Much of the novel walks a tightrope of ambivalence. Eileen (an assistant at a literary magazine) and Simon (a left-wing political adviser), are close childhood friends living in Dublin who can’t commit to anything beyond sporadic sex despite their mutual desire to be together. They are constantly hurting each other without meaning to, and the moments between their hookups drip with longing (“They looked at one another for a long moment without moving, without speaking, and in the soil of that look many years were buried.”) She wants to fall madly in love and to protect herself, a push-and-pull familiar to anyone with a pulse.
Felix and Alice, meanwhile, who live on Ireland’s rural coast, are mainly divided by class: She’s a best-selling author with a million dollars in the bank while he’s a warehouse worker plagued with anxiety about selling his late mother’s house.
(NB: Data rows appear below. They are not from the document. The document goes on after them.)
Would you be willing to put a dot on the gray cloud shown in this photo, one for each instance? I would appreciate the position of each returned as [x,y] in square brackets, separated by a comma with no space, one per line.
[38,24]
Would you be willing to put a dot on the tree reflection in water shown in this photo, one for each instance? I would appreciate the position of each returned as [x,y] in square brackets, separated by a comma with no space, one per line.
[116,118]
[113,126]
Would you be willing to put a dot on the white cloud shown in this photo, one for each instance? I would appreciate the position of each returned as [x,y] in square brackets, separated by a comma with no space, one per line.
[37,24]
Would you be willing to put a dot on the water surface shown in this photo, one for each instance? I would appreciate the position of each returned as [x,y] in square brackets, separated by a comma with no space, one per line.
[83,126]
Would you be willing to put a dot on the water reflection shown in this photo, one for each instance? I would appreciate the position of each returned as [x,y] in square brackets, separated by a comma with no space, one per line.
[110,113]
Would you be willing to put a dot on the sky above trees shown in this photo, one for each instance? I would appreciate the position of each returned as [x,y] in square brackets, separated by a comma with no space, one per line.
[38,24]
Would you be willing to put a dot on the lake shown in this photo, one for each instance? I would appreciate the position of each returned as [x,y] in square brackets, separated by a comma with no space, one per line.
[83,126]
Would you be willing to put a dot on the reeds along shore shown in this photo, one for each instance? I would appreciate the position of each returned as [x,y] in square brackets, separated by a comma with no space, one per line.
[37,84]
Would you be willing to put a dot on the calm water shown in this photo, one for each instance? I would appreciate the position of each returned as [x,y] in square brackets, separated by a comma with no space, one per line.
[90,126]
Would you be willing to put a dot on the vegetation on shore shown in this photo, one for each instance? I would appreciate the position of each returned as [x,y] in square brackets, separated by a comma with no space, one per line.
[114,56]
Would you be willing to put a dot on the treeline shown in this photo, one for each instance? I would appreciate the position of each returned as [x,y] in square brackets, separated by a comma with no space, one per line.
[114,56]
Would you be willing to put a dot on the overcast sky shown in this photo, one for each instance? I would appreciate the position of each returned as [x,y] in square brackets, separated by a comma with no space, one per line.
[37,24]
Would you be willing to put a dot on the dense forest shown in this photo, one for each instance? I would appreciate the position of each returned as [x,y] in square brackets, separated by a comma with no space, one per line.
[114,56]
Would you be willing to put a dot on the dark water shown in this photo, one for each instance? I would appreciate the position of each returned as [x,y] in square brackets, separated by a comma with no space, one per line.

Their central conflict is navigating their differing expectations for the relationship, while figuring out what it means to care for each other. In their own friendship, Eileen and Alice grapple with a similar conundrum, as both harbor deep resentments that the other has not been a good friend. The story line is also broken up by angsty emails between the two women wrestling with how to live a moral life: Is it selfish to have children, to focus on their personal drama, in a world that’s burning? Every story line, dynamic, and internal dilemma adds another layer of tension, making the book feel practically spring-loaded.
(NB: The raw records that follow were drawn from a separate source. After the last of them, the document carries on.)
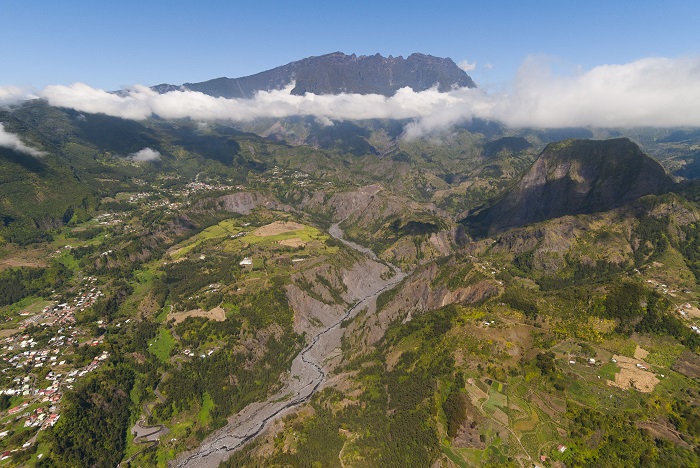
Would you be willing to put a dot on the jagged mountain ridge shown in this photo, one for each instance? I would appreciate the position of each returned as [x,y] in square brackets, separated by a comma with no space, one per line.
[337,73]
[575,177]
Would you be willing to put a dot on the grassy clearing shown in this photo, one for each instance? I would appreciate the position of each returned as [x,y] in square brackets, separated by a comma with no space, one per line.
[607,371]
[306,234]
[161,345]
[224,229]
[456,459]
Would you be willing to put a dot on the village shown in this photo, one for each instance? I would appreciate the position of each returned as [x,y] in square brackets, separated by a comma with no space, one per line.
[37,365]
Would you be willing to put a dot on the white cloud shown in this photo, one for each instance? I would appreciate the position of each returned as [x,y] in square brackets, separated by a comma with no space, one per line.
[13,94]
[648,92]
[146,154]
[466,66]
[12,141]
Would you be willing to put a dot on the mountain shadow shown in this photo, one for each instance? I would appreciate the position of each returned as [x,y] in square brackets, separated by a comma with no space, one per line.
[574,177]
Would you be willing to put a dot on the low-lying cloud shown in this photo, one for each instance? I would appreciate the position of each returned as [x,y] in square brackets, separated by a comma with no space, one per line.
[12,141]
[10,95]
[660,92]
[146,154]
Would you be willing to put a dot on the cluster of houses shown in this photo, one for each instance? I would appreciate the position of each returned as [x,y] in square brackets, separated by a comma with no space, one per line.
[34,358]
[64,313]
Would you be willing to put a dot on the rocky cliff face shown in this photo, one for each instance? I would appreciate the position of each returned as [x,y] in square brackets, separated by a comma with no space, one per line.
[575,177]
[339,73]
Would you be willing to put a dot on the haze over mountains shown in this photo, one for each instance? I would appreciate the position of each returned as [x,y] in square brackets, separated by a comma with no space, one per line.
[345,260]
[338,73]
[433,93]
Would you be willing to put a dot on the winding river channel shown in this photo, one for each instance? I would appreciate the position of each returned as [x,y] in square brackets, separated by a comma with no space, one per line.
[306,376]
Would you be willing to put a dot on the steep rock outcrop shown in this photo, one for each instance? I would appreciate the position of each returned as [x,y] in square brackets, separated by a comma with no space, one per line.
[575,177]
[337,73]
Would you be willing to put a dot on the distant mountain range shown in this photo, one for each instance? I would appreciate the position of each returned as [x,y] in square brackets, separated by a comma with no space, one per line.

And then, in the last 20 pages (spoiler alert!), it’s all neatly resolved. While staying at Alice’s country home, Simon and Eileen have yet another heart-to-heart, and finally settle down together after decades of pining. Eighteen months later, both sets of characters are in stable relationships, stuck inside together during lockdown. Eileen and Simon are thinking of getting married, and surprise! Eileen’s also pregnant. In her letter to Alice, she describes herself as “almost painfully happy” about her mundane home life and finds it hard “to believe anything really bad about myself when I consider how much he loves me.” She reveals little ambivalence at the prospect of motherhood, except to point out that their one-bedroom apartment is maybe a bit small. Though she has no confidence that human civilization will “persist beyond our lifetimes,” she writes, “women all over the world will go on having babies, and I belong with them.” End of story.
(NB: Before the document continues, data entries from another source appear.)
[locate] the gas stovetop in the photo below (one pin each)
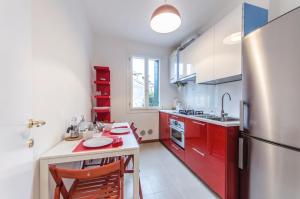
(190, 112)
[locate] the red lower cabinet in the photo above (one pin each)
(179, 152)
(196, 146)
(164, 129)
(211, 152)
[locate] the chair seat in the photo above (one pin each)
(105, 187)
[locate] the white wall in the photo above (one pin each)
(115, 52)
(208, 97)
(279, 7)
(61, 46)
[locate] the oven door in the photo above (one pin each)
(177, 136)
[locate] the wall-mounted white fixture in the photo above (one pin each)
(232, 39)
(165, 19)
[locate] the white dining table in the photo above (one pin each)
(62, 153)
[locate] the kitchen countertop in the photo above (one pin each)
(225, 124)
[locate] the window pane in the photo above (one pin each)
(153, 83)
(138, 82)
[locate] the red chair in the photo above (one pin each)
(129, 158)
(105, 182)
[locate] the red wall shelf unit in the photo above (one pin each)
(102, 96)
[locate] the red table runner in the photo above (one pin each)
(117, 141)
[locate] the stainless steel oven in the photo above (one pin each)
(177, 132)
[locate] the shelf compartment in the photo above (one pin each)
(101, 68)
(98, 82)
(102, 96)
(100, 102)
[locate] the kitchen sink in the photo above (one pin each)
(217, 118)
(226, 119)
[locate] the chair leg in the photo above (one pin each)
(140, 190)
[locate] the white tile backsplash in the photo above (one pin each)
(208, 97)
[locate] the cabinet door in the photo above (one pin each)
(164, 130)
(204, 61)
(182, 63)
(227, 51)
(216, 147)
(196, 146)
(186, 61)
(173, 67)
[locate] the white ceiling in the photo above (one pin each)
(130, 18)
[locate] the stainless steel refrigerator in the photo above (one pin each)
(269, 143)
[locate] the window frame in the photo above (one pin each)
(146, 91)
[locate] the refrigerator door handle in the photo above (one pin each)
(241, 153)
(242, 114)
Yes, Rooney’s emphasizing one of the book’s main themes, that investing in our small little worlds is a worthy way of spending a life. But the way her plot swerves into happiness at the end almost guarantees it will ring hollow. Deciding to get married and have a baby can already seem like a misguided response to existential dilemmas; ending a book with them only ensures they’ll be read as such. What would another chapter have revealed? Some self-doubt from Eileen, or a cutting joke about how Simon will take on fatherhood? Maybe the decision would have just felt more lived-in, fleshed out, real. As it is, the last pages make the book feel like a generic marriage plot, without any hint of irony.
Ultimately, I don’t want a happy ending from Rooney. I crave the opposite from her novels — an acknowledgement that our contentment is fleeting and will always coexist with conflicting emotions. The idea that love can save us is beautiful. It’s also very corny. And in this case, it’s not an ending even one of the best novelists of our time can pull off.